There are also those conspiracy theorists who feel that this may be a ploy by China to get domestic prices up for its farmers.
I have just finished a tour of the Prairies and canola is facing another major problem: the level of unharvested canola in Western Canada. Saskatchewan has the largest amount, with Alberta second and Manitoba third.
According to people I have talked to, as much as two million tonnes are still unharvested. They feel that we will need an unusually nice November in order to get that crop in. This will have to be watched, as it will have a significant impact on futures prices and on cash market basis levels.
Another market, other than wheat, that is seeing some unusual activity is the feed barley market, as prices have edged higher for the Western barley futures contract. The January contract has moved about $15 per tonne higher since setting its low in September. It is also interesting to note here that the CWB PRO for feed barley was left unchanged.
The only piece of positive news for barley that I could find was the fact that Chicago corn futures have seen a solid gain. However, the barley fundamentals, both globally and in Canada, are bearish.
The U. S. Department of Agriculture is forecasting the global barley crop at 147 million tonnes, up five million tonnes from last year. Cheap barley has been available from the Black Sea region, but that movement seems to be slowing.
Statistics Canada has pegged the Canadian crop at 9.1 million tonnes, but most of the trade feels the Canadian barley crop this year will be at least 9.5 million tonnes. This is down considerably from last year’s 11.7 million tonnes.
However, offsetting this is the fact that demand is falling as dried distillers grains with solubles (DDGS) have displaced about 20-30 per cent of the barley in livestock rations for much of this winter. Total demand for barley is expected to be about nine million to 9.5 million tonnes, well below last year’s 10.5 million.

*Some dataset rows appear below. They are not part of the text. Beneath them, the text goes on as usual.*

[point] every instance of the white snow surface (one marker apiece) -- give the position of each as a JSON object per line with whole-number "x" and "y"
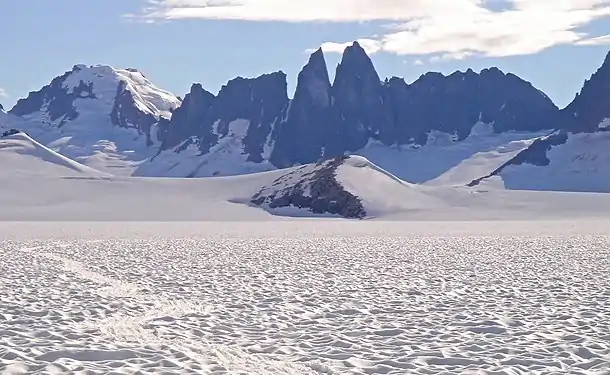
{"x": 38, "y": 184}
{"x": 20, "y": 154}
{"x": 308, "y": 298}
{"x": 382, "y": 193}
{"x": 580, "y": 165}
{"x": 227, "y": 158}
{"x": 91, "y": 138}
{"x": 482, "y": 151}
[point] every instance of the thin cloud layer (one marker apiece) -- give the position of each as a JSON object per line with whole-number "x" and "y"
{"x": 453, "y": 29}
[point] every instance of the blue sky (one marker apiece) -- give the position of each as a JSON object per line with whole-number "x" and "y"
{"x": 555, "y": 44}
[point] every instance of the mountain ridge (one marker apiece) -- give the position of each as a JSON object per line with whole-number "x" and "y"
{"x": 252, "y": 124}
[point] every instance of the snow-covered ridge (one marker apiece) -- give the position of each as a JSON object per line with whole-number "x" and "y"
{"x": 559, "y": 162}
{"x": 27, "y": 156}
{"x": 350, "y": 187}
{"x": 105, "y": 81}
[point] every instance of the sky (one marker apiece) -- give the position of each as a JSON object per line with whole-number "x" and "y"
{"x": 554, "y": 44}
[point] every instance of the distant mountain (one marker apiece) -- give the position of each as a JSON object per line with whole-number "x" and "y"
{"x": 590, "y": 109}
{"x": 253, "y": 123}
{"x": 118, "y": 122}
{"x": 103, "y": 117}
{"x": 349, "y": 186}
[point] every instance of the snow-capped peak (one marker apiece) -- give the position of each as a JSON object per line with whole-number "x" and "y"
{"x": 98, "y": 115}
{"x": 106, "y": 81}
{"x": 101, "y": 89}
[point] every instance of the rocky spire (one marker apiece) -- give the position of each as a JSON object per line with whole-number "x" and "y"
{"x": 591, "y": 106}
{"x": 302, "y": 134}
{"x": 358, "y": 94}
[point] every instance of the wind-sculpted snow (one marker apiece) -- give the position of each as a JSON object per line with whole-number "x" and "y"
{"x": 307, "y": 305}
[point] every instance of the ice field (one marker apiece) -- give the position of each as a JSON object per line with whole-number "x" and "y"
{"x": 305, "y": 297}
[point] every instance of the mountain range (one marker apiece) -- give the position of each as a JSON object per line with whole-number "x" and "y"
{"x": 466, "y": 128}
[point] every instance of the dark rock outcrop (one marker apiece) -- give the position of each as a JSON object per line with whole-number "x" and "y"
{"x": 592, "y": 105}
{"x": 206, "y": 117}
{"x": 188, "y": 119}
{"x": 314, "y": 188}
{"x": 535, "y": 154}
{"x": 10, "y": 132}
{"x": 125, "y": 113}
{"x": 310, "y": 120}
{"x": 325, "y": 120}
{"x": 56, "y": 103}
{"x": 454, "y": 104}
{"x": 55, "y": 99}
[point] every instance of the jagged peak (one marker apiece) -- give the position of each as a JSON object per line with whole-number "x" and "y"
{"x": 277, "y": 75}
{"x": 606, "y": 62}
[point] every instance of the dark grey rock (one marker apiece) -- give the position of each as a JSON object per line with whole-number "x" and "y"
{"x": 10, "y": 132}
{"x": 126, "y": 114}
{"x": 188, "y": 119}
{"x": 325, "y": 121}
{"x": 207, "y": 117}
{"x": 317, "y": 191}
{"x": 59, "y": 103}
{"x": 592, "y": 104}
{"x": 310, "y": 120}
{"x": 535, "y": 154}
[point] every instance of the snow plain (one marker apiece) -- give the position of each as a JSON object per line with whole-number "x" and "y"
{"x": 117, "y": 275}
{"x": 314, "y": 297}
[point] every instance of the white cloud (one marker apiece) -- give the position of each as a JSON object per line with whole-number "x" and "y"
{"x": 447, "y": 29}
{"x": 597, "y": 41}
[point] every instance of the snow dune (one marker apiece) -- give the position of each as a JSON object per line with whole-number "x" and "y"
{"x": 23, "y": 155}
{"x": 351, "y": 303}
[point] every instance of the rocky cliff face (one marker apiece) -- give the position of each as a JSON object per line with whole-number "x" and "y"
{"x": 205, "y": 120}
{"x": 590, "y": 109}
{"x": 252, "y": 121}
{"x": 87, "y": 98}
{"x": 312, "y": 187}
{"x": 326, "y": 120}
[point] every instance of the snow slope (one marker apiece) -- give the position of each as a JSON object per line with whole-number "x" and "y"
{"x": 226, "y": 158}
{"x": 39, "y": 184}
{"x": 93, "y": 138}
{"x": 443, "y": 155}
{"x": 20, "y": 154}
{"x": 382, "y": 193}
{"x": 582, "y": 164}
{"x": 263, "y": 302}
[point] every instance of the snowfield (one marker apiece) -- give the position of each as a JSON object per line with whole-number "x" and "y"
{"x": 309, "y": 298}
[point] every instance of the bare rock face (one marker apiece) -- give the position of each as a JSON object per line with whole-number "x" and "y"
{"x": 591, "y": 106}
{"x": 313, "y": 187}
{"x": 535, "y": 154}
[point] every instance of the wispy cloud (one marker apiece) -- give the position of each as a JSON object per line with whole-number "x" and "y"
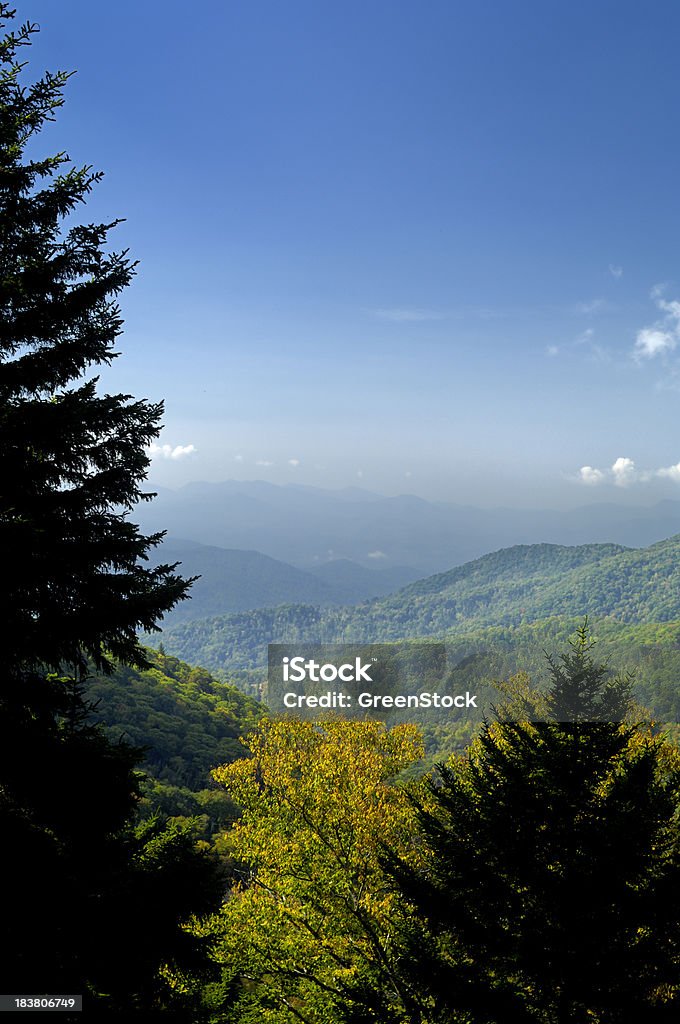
{"x": 590, "y": 476}
{"x": 622, "y": 473}
{"x": 405, "y": 314}
{"x": 170, "y": 452}
{"x": 592, "y": 306}
{"x": 661, "y": 338}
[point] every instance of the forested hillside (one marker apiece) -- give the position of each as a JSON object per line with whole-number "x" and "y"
{"x": 512, "y": 587}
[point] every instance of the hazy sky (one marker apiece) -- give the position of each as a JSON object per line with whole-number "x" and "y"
{"x": 413, "y": 245}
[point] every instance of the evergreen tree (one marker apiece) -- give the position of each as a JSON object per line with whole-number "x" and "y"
{"x": 90, "y": 903}
{"x": 552, "y": 887}
{"x": 72, "y": 460}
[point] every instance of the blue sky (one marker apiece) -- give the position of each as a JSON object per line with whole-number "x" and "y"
{"x": 426, "y": 247}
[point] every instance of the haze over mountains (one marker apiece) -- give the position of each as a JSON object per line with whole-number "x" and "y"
{"x": 509, "y": 588}
{"x": 238, "y": 581}
{"x": 307, "y": 526}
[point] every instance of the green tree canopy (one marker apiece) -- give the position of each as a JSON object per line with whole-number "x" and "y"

As a result, 2009-10 Canadian barley ending stocks are expected to range from 2.8 million to 3.2 million tonnes, up from last year’s 2.8 million tonnes. This is a burdensome supply.
This suggests that barley prices should be falling and that we could see barley futures down to the $120 level, instead of at the $160 level (January futures) we are seeing today.
Once again it seems the barley market is defying logic and that something seems to be happening that suggests fundamental factors are changing. Should this market climb above $170 per tonne, that would confirm that something has changed.
It is interesting to note that the CWB PROs did lower select barley prices by $4 per tonne while leaving feed barley unchanged. This reflects the oversupply in the malt barley market. In Europe, feed barley and malt barley prices are the same, with the big premium in the malt barley market in 2007 having totally evaporated.
This reflects large crops in Europe and Australia and also reflects falling demand as the global recession has cut into beer demand, particularly in developing nations such as Brazil and China.
Canadian farmers are lucky that the CWB is able to command a premium in the domestic market, which is keeping select barley at a premium as the export market price fades. The expectation is that the export malt premium will continue to fall against feed.
However, the recent price moves in both wheat and feed barley have analysts scratching their heads. Just a few months ago, analysts were predicting a crash in these markets to the dismal lows of 2005.
– Don Bousquet is a well-known market analyst
and president of Resource News International (RNI), a Winnipeg company specializing in grain and commodity market reporting.